Non, la France qui vote Le Pen n’est pas la France qui souffre. C’est la France qui pue, non pas la sueur, mais le sang. C’est la France mortifère qui a toujours adoré l’autorité arbitraire et les ordres vociférés. C’est celle qui a besoin d’obéir à un maître pour pouvoir se délecter de la barbarie dite civilisée qui s’étend de jour en jour. Cette France-là attend patiemment comme un pitt-bul prêt à être lâché sur les boucs-émissaires que désignera le maître. Cette France-là n’est pas celle qui souffre, c’est celle qui attend le droit de faire souffrir. Cette France-là, c’est la sous-France : celle qui attend les ordres. Cette France-là n’est pas la France : elle est le contraire de la France. C’est pourquoi au lieu de se vanter de voter pour la dynastie Le Pen, ces gens-là, pour la plupart, se cachent (tous dans mon village, où aucun des 33 n’a jamais eu le courage de se dévoiler) : parce qu’ils savent bien au fond d’eux qu’ils sont la honte de la France.
Cette France-là n’est pas non plus la France qui a peur. C’est, au contraire, la France qui se délecte de faire peur, tapie comme une bête sauvage dans la nuit de la raison, et qui savoure le plaisir toujours plus grand d’être notre pire cauchemar. Cette France-là, c’est la France des lâches qui nous saluent masqués. C’est la France de ceux qui, en réalité, détestent la France, comme ils maudissent plus encore l’humanité jusqu’à eux-mêmes et qui n’affrontent pas plus les miroirs que le regard de leurs voisins. J’ai désormais 33 voisins masqués dans mon petit village, trois fois plus que la dernière fois. Et je ne sais toujours pas lesquels.
Y.Y.
P.J. : il y a dix ans exactement, j’avais écrit ce poème :
21 avril 2002 : SOIR DE PEN
La fumée d’une clope embrume le décompte...
Apparaît un cyclope, accueilli dans la honte :
Le citoyen zappeur a choisi la charogne,
Jouant à se faire peur. La République est borgne.

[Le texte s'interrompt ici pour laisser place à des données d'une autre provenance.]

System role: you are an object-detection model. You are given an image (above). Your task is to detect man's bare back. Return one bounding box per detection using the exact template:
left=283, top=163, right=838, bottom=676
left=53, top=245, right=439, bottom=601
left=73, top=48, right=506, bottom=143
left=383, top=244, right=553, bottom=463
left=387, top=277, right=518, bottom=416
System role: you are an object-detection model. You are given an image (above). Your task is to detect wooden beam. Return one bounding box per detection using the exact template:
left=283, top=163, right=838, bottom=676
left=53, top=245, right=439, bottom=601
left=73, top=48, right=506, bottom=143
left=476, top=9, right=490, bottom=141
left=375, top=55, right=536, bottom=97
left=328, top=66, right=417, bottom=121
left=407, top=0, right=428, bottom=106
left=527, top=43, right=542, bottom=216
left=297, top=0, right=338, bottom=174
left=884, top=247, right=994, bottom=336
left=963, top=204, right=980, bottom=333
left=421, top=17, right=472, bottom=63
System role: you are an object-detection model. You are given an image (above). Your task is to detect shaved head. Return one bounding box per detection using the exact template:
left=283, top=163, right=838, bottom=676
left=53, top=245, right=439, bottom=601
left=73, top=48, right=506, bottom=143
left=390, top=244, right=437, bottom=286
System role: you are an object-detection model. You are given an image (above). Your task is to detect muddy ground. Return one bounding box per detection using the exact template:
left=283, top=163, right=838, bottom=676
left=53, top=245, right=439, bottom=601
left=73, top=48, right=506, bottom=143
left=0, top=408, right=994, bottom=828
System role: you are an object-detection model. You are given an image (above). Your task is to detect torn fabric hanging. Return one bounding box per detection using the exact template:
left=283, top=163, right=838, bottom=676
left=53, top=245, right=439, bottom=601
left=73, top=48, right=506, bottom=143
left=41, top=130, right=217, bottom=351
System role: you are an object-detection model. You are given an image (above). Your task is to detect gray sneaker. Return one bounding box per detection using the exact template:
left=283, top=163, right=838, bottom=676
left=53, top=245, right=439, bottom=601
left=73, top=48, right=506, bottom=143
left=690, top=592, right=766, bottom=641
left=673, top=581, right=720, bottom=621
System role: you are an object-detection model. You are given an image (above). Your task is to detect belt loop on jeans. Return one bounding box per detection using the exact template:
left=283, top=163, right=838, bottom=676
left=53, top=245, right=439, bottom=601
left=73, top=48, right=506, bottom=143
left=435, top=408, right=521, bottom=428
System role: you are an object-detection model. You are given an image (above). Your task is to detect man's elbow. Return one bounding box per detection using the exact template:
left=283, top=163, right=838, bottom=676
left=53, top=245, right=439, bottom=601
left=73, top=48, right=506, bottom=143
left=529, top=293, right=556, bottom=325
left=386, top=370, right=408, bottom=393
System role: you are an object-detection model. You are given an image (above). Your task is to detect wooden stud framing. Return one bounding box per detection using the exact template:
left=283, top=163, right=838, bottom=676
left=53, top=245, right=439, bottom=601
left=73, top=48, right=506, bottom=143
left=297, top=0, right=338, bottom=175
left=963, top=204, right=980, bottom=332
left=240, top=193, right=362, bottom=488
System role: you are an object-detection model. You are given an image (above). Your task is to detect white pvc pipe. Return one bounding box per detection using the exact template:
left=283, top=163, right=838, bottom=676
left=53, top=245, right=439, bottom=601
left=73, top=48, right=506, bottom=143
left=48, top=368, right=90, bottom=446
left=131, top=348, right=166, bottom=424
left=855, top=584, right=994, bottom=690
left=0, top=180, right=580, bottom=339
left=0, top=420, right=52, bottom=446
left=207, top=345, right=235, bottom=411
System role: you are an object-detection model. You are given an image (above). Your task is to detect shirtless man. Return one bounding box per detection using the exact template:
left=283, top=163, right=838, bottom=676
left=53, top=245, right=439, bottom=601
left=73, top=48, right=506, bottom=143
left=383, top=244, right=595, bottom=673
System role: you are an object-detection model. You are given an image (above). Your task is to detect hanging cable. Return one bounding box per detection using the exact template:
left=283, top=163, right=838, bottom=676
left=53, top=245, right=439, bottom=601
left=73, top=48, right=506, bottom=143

Revoilà le bûcher, la censure et la chasse
A l’humain, les bouchers, la tonsure et le gaz !
Et du fiel à la terre, et d’Orange à Dachau,
Revoilà les charters, revoilà les fachos.
La flamme en métastase et la feuille de chêne
Se propagent et s’embrasent, et les fous se déchaînent :
Chaque chaîne étoffée de vainqueurs frénétiques
Devient autodafé sous le feu médiatique.
Les hurlements haineux des joyeux lycanthropes
Et leurs crocs vénéneux au poison misanthrope
Rassemblent les mesquins, les frustrés, les jaloux,
Dans le vote arlequin livrant la terre aux loups.
Qui est roi au pays des aveugles penauds ?
Quel imposteur haï séduit les nationaux ?
Quel faux républicain pourrait un jour frapper
Nos frères africains ou sœurs émancipées ?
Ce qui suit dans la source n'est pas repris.